Technical Abstract: The chicken gastrointestinal tract (GIT) harbors taxa of microorganisms that play a role in the health and disease status of the host. The cecum is the part of the GIT that carries the highest microbial densities, has the longest residence time of digesta and is a vital site for urea recycling and water regulation. The cecum provides a rich environment for bacteria to horizontally transfer genes between one another via mobile genetic elements (MGE) such as plasmids and bacteriophages. In this study, we used broiler chicken cecum as a model to investigate MGE that can be transferred from chicken cecal populations to Salmonella enterica serovar Heidelberg (S. Heidelberg). We performed whole genome sequencing on isolates recovered after 0.5, 6, 24 and 48 h of incubation in ceca under microaerophilic conditions. We provide insights on genetic changes associated with phage-mediated DNA exchange between strains of the same bacterial lineage and characterized lysogenized bacteriophages carrying putative “moron” or fitness factor genes in S. Heidelberg.

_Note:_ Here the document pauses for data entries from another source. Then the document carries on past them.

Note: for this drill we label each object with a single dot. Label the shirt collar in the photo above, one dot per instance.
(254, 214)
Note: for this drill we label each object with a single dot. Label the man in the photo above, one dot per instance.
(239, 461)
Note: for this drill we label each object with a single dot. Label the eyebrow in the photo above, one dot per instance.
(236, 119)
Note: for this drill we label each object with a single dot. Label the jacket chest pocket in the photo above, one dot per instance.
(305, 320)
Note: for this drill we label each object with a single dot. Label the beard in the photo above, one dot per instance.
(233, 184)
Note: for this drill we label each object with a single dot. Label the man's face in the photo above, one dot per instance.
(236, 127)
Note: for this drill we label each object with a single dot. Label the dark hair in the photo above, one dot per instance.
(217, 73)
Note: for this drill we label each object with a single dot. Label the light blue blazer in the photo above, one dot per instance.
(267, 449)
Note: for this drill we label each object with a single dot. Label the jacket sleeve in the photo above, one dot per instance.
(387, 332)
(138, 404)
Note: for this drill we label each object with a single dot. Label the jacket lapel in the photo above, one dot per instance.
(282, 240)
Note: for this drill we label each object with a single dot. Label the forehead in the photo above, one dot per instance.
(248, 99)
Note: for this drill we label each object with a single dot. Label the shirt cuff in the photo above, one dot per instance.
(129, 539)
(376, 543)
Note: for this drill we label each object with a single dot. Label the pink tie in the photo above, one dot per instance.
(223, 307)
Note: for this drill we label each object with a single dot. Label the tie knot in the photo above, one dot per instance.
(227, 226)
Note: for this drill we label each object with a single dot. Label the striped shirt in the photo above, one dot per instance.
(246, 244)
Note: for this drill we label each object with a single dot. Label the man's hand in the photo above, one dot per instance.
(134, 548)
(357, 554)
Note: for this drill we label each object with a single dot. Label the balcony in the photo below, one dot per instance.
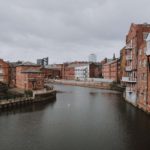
(129, 89)
(148, 48)
(129, 68)
(129, 57)
(129, 79)
(128, 47)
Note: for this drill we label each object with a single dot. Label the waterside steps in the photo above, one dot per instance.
(20, 102)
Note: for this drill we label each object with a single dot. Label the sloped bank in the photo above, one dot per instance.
(38, 97)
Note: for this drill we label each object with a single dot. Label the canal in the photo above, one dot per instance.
(80, 119)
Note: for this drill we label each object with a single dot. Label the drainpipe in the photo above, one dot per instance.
(148, 68)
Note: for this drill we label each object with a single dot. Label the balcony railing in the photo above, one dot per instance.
(129, 89)
(128, 47)
(129, 68)
(129, 57)
(147, 49)
(129, 79)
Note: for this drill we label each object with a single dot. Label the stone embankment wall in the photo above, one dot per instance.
(20, 102)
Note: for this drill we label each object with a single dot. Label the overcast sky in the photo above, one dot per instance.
(67, 30)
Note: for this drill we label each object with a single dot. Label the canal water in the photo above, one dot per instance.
(80, 119)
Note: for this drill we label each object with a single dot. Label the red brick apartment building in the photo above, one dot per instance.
(4, 72)
(52, 71)
(29, 76)
(137, 73)
(122, 62)
(111, 70)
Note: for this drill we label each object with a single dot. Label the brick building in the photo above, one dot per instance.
(68, 71)
(4, 72)
(52, 71)
(29, 76)
(122, 62)
(143, 75)
(136, 65)
(111, 70)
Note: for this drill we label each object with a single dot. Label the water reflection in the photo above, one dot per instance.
(29, 108)
(80, 118)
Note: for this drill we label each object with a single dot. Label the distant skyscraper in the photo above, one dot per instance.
(92, 58)
(43, 61)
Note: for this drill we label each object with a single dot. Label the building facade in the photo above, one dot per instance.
(136, 65)
(111, 70)
(4, 72)
(29, 77)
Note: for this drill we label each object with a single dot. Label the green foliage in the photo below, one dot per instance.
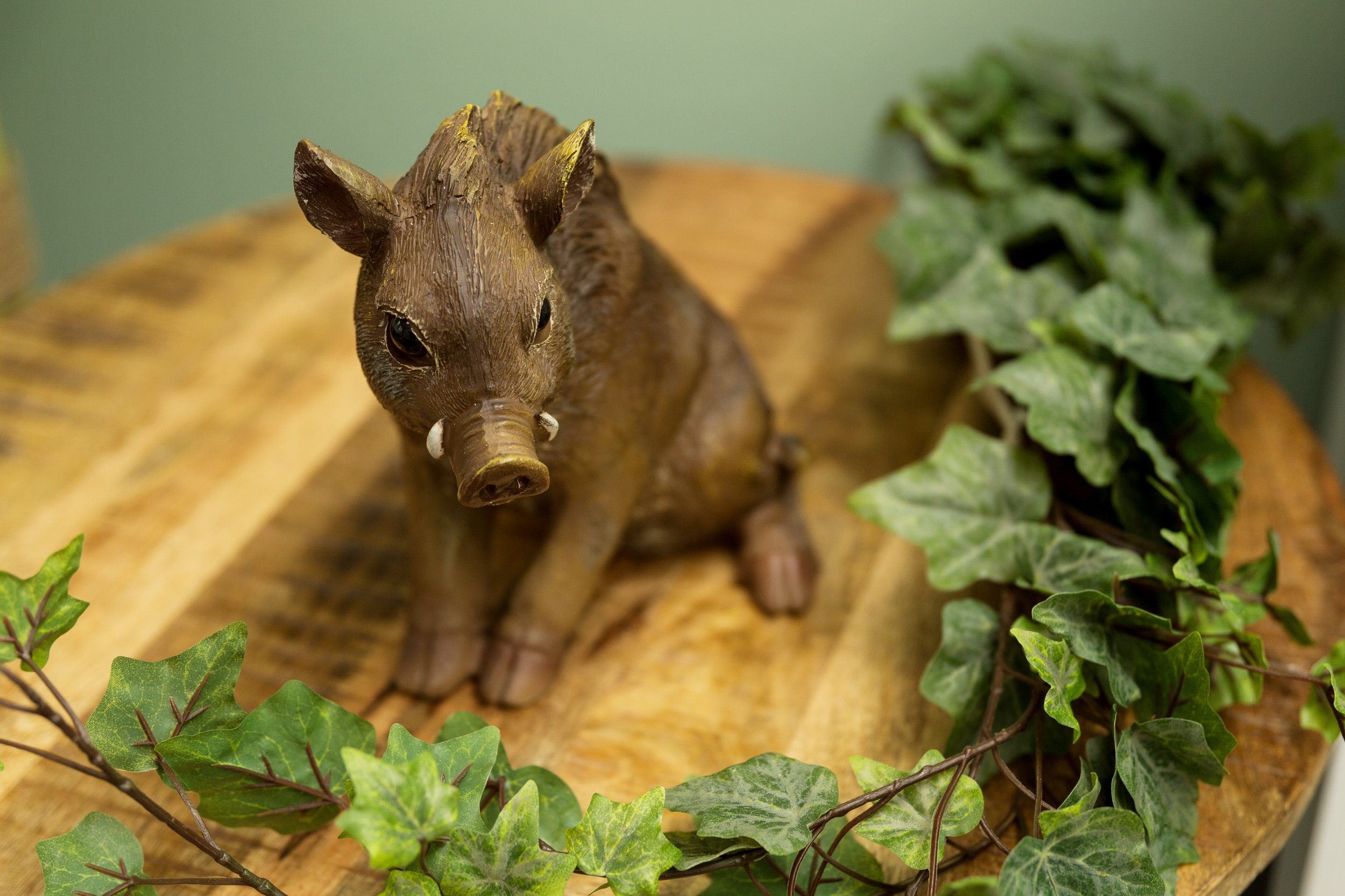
(399, 808)
(1096, 854)
(38, 610)
(1059, 667)
(466, 759)
(905, 824)
(283, 739)
(187, 693)
(625, 844)
(770, 800)
(98, 840)
(1160, 763)
(977, 506)
(505, 860)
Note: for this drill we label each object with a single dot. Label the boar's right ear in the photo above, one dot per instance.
(343, 201)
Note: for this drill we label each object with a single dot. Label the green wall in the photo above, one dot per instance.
(133, 117)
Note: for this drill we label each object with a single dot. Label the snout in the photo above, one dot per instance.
(494, 457)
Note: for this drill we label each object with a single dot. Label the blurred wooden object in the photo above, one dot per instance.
(198, 411)
(15, 244)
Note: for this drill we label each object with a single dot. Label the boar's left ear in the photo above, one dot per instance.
(343, 201)
(556, 183)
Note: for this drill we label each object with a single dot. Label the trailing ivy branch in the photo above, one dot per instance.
(1096, 243)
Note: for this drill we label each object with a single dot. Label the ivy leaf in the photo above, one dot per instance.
(1180, 689)
(974, 505)
(1098, 854)
(44, 598)
(905, 824)
(1112, 317)
(1160, 763)
(1070, 400)
(849, 854)
(932, 234)
(770, 798)
(466, 723)
(98, 840)
(192, 692)
(397, 808)
(560, 808)
(506, 860)
(989, 299)
(1317, 714)
(409, 884)
(1093, 624)
(1083, 798)
(1059, 667)
(283, 739)
(697, 851)
(474, 754)
(625, 843)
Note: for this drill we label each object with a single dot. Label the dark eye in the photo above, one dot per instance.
(544, 317)
(404, 344)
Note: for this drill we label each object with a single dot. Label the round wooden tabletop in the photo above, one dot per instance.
(197, 409)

Finally, we performed an in-depth characterization and comparative genomics analysis of IncB/O/K/Z-like (88 kb) AmpC plasmid encoding extended ß-lactamase producing gene (blaCMY-2) that conferred resistance to first, second and third generation cephalosporins acquired by one S. Heidelberg isolate. This plasmid shared significant DNA homology with the IncK2 plasmids recovered from E. coli strains and was present in moderate to high copies. In vitro conjugation assay with IncB/O/K/Z-free S. Heidelberg and E. coli DH5a resulted in no transconjugants. Carriage of the plasmid posed a fitness cost on host cell; however, the plasmid was stable for 50 generations under ampicillin selection. This study provides insight into how plasmid and phage-mediated horizontal gene transfer can contribute to the persistence of S. Heidelberg in the chicken GIT.